REMA is still in its early stages. The initial consultation period runs until 10 October 2022. Proposals are illustrative rather than exhaustive. Some concepts are still theoretical, or might not have been used in a system with GB’s features.

Here is a selection of options from the consultation.

  • Splitting the wholesale market – moving from a single national wholesale price, to twin wholesale prices – splitting intermittent renewables from other generation types. This could reduce the impact of high marginal prices set by gas-fuelled generation assets, with an intermittent renewables market treated like the historical “pool” perhaps managed by the Electricity System Operator (ESO).
  • Move to pay as bid – an approach that could decouple prices from those that currently set the marginal price, typically gas fired stations. A “pay as clear” approach could limit the price that generator’s offer power into the market by basing it on their costs and not the marginal price.

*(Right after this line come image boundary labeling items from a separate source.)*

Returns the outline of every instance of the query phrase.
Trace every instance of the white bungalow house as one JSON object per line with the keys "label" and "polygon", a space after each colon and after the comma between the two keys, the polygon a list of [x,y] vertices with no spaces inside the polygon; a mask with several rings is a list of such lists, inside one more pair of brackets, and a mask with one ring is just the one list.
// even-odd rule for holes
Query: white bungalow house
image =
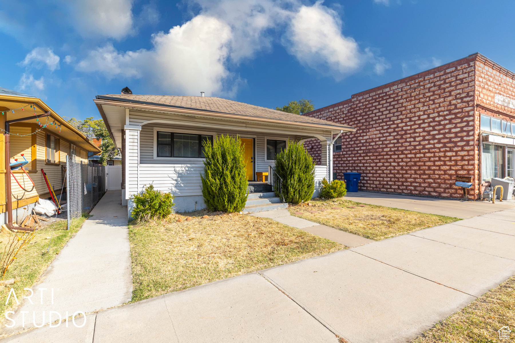
{"label": "white bungalow house", "polygon": [[[131,196],[150,184],[174,194],[176,211],[204,208],[201,143],[212,141],[217,135],[238,135],[242,138],[249,161],[248,179],[254,182],[267,180],[260,173],[269,169],[272,172],[275,155],[288,138],[300,141],[318,138],[322,147],[322,165],[315,167],[318,190],[323,177],[332,178],[333,137],[355,131],[346,125],[220,98],[137,95],[128,88],[124,91],[121,95],[98,95],[94,101],[122,150],[122,204],[129,205],[129,214]],[[316,190],[314,196],[317,194]],[[258,205],[280,202],[254,201]],[[271,209],[258,205],[247,211]]]}

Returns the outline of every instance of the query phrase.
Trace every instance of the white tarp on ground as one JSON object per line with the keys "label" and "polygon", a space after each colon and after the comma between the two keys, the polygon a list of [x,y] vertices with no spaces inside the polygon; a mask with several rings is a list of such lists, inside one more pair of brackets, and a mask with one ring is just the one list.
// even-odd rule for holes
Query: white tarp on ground
{"label": "white tarp on ground", "polygon": [[53,202],[45,199],[40,199],[36,204],[34,210],[39,213],[44,213],[48,216],[56,214],[57,206]]}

  • Introducing locational pricing – a single national wholesale price won’t incentivise sites to be developed where the electricity network can best support them. Introducing a more granular set of prices, each better reflecting the capacity and losses of the network at the point they apply, could act as an incentive when choosing locations for generator or consumer developments. Nodal pricing (locational marginal pricing, LMP) could introduce hundreds of pricing “nodes” across the country. Zonal pricing is somewhat a halfway house, removing some complexity by having a single price for regional zones, but which allows pricing of electricity flowing between zones to reflect the relative network constraints.
  • Creating a new market for long-term response – existing wholesale and balancing markets reward frequent storage charging and discharging, and do not necessarily reward the system value of sustained response. New markets may be required to support long duration storage.

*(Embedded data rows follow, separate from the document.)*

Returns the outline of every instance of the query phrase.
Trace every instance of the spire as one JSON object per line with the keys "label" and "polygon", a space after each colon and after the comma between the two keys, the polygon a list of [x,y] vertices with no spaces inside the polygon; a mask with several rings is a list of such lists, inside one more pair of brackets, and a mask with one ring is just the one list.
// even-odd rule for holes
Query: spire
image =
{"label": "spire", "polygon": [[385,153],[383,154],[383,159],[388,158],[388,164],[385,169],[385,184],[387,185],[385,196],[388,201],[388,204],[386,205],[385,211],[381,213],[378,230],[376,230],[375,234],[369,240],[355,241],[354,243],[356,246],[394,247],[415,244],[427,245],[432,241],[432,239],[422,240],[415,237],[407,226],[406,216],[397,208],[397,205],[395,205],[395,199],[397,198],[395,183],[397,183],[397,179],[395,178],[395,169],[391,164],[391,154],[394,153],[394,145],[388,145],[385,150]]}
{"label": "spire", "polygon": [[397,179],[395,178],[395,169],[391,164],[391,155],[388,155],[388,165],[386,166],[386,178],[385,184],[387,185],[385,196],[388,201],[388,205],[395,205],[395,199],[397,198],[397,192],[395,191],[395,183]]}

  • Improved temporal pricing – there is value in continuously matching demand and supply across the system. Current market arrangements financially reward balance across 30 minute periods. Dampened signals undervalue flexible assets and limit suppliers’ ability to offer tariffs that encourage consumers to be flexible.
  • Local, distribution network led markets – transmission network constraints could be reduced if suppliers were incentivised to source energy generation locally. Different options are suggested to achieve this.

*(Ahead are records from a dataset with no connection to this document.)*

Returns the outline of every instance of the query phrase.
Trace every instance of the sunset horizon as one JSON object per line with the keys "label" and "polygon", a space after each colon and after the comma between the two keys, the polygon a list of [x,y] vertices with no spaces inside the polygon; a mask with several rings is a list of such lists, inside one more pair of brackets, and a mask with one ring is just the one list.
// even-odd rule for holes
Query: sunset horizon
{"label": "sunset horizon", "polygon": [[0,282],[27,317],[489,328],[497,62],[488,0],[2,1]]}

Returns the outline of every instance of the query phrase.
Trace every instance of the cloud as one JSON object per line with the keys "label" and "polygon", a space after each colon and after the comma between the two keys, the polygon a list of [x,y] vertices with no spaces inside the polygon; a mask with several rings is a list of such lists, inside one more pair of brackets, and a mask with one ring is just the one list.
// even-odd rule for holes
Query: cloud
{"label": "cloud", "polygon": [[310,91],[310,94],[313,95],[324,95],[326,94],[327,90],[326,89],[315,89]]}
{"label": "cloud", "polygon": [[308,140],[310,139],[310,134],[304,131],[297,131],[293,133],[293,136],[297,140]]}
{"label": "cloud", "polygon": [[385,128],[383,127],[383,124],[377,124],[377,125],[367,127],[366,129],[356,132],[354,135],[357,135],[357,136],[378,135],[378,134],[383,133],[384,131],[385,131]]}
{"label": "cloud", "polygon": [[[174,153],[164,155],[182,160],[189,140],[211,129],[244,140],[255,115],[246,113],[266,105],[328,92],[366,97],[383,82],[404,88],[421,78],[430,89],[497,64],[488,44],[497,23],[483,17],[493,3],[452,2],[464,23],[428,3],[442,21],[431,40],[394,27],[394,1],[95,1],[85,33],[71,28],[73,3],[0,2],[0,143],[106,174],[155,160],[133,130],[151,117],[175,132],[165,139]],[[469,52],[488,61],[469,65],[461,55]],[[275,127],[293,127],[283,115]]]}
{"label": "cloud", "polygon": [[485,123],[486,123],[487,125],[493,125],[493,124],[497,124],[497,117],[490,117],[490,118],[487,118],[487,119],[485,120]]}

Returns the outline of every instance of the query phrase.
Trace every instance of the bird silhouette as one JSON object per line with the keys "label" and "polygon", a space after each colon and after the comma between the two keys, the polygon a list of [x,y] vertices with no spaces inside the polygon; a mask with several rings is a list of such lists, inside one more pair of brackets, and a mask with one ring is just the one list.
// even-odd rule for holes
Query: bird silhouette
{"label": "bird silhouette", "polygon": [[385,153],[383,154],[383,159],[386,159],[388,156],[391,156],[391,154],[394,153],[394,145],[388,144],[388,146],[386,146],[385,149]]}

  • Carbon abatement auctions – instead of conducting auctions based on energy unit strike price (Contracts for Difference), auctions are run to maximise the impact of resources on  reducing emissions.
  • Reform of existing markets – rather than building new markets, incremental change may achieve the goals. Accompanied by widespread digitalisation of system-wide signals to better facilitate a very large number of smaller assets, rather than a handful of large generators.

Future market arrangements must provide the right signals for system flexibility and managing the variability of intermittent renewables. Consumers expect value for money, and investors need to be attracted to fund the required transformation.

These are ambitious goals, as evidenced by the extensive consultation, which is just the beginning of what could be a programme of change that runs for a number of years.